Logo
Hero Image

Our Team

Profile picture

Dr. Nicholas Bambos

Nick Bambos is a Stanford engineering professor specializing in electrical systems and management science innovations.

Professor Nick Bambos is a distinguished scholar in computer systems, high-performance engineering, and intelligent network design, bringing decades of pioneering research and academic leadership to The Standard School of Machine Learning (TheSSML). With a joint background in electrical engineering and management science, he offers a rare interdisciplinary perspective that bridges advanced computing architectures, systems optimization, and data-driven decision science. His extensive experience includes serving as the R. Weiland Professor in Stanford’s School of Engineering and as the former Fortinet Founders Chair of the Department of Management Science & Engineering.
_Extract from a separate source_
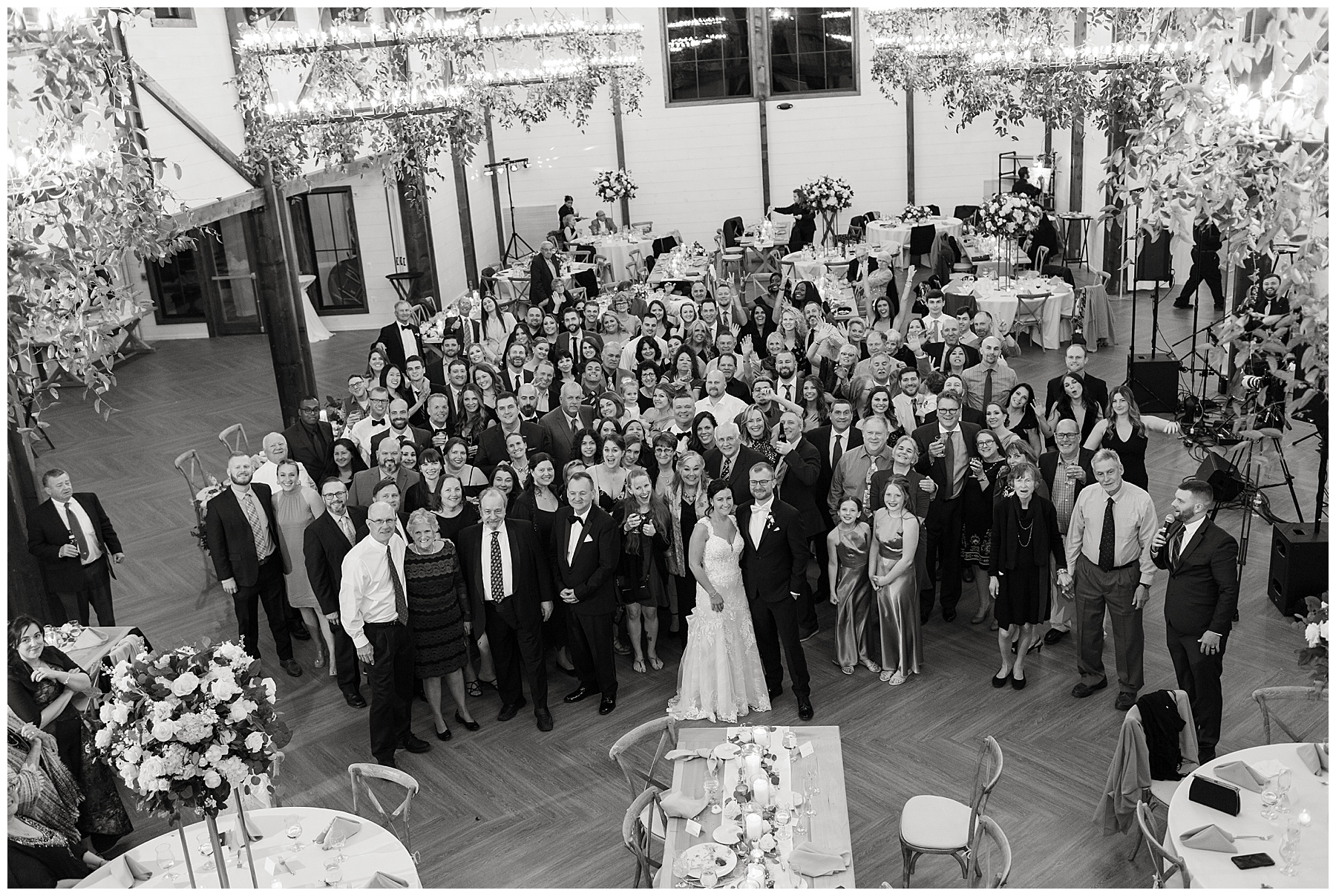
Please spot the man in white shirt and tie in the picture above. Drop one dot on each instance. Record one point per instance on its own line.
(374, 612)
Professor Bambos leads the renowned Computer Systems Performance Engineering Lab (Perf-Lab), supervising cutting-edge research on networked systems, cloud infrastructure, data centers, security, and digital health. He has published over 300 peer-reviewed papers and mentored more than 40 doctoral students who today lead innovations across academia, Silicon Valley, and global technology industries. His work spans online task scheduling, distributed systems, routing algorithms, network control, and applications of machine learning and AI to large-scale cyber-physical systems, contributing foundational knowledge to both theory and practice.

Before joining Stanford, Professor Bambos served as a faculty member at UCLA, having earned his PhD in Electrical Engineering and Computer Sciences from UC Berkeley. His many honors include the IBM Faculty Award, the NSF National Young Investigator Award, and multiple best-paper awards. He has also held prestigious fellowships and served on editorial boards, scientific committees, corporate advisory panels, and as an expert witness in high-profile technology litigation.

At TheSSML, Professor Bambos contributes deep expertise in computational systems engineering, intelligent networks, and scalable machine learning, guiding students to master the principles shaping next-generation computing and digital transformation.